I am the same age as you and i feel that the pressure of our age and fertility has been a heavy burden to have on top of everything esle. I hope you do not mind me saying but i was at breaking point last year. I thought its either my sanity, our marriage or do something about this feeling of dread and childlessness. I went through to my clinic and asked about counselling (it doesn't work for everyone i know). The counsellor had experience with women going through infertility and i felt comfortable straightaway. It was a painful process but hey i cannot be more pleased that i made that move. I went into many of the sessions on my own and then my hubby joined me when i wanted to discuss things. It gave him time to express his fears and i had to listen to his side and vice versa. Caz, it was the best thing we ever did. All i can say now is i don't care about my age, i feel like there is  is a life in front of me (instead of thinking it was just one grey picture). Don't get me wrong i haven't totally given up we are looking at another tx, but more for peace of mind and one for the road. But i am not so desperate and i have a more what will be, will be attitude. I still have sad days but hey i am more in control. If the tx fails then i will have to deal with coming to terms with our childlessness. I will then seek more help then, or look at other options such as adoption...
I am sorry to go on, but i hope that this has helped alittle...
Caz follow your heart. Do not put pressure on yourself. You cannot beat talking to someone or finding an alternative therapist i.e reflexology is also positive and can be really effective...
If you want to chat anytime please send me an im....
Its not been easy for any of us, but there is help out there to get us through these crappy times.....
Goodluck..
love astridxxx


----------



## jess p

Hi Caz,

Really sorry to hear how down you feel.  It's just so difficult to know what steps to take next.

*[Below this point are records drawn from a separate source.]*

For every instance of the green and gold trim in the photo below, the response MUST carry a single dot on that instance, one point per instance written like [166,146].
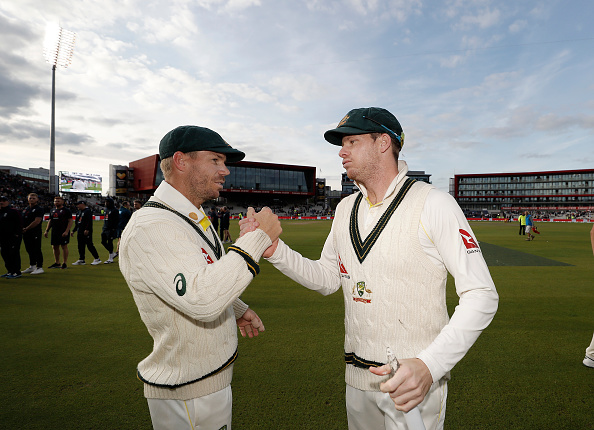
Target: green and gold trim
[363,247]
[355,360]
[226,364]
[215,245]
[253,267]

I know it's not the same treatment as you've been having but on the iui girls several of them are based in the South east & go to the Nuffield (I think!).

Good luck with what ever decision you come to .

Jess x


----------



## booboo40

Paula,Astrid and Jess P - thanks so much for your support. Paula and I are going to meet up in a week and it will be good to finally chat to someone who knows and understands the pain that we all go through. Jess - thanks for the advice re the girls at Nuffield. Astrid - I have followed the advice you have handed out to others on FF and you sound such a kind lady. Age does make it difficult as time slips away so quickly.... I said to my DH yesterday that I feel that I don't have a choice in all of this anymore, that nature and age has made my choice for me and I kinda feel cheated somehow... does that make sense ? I would like to IM you some time if that's ok - you seem to be in a similar position of what to do next so would like to run some stuff by you - as long as you do the same with me if you need to ? 

Am back to work tomorrow and looking forward to getting stuck in again - I know I must be kinda hiding behind it at the moment, but it's the only thing that keeps me sane.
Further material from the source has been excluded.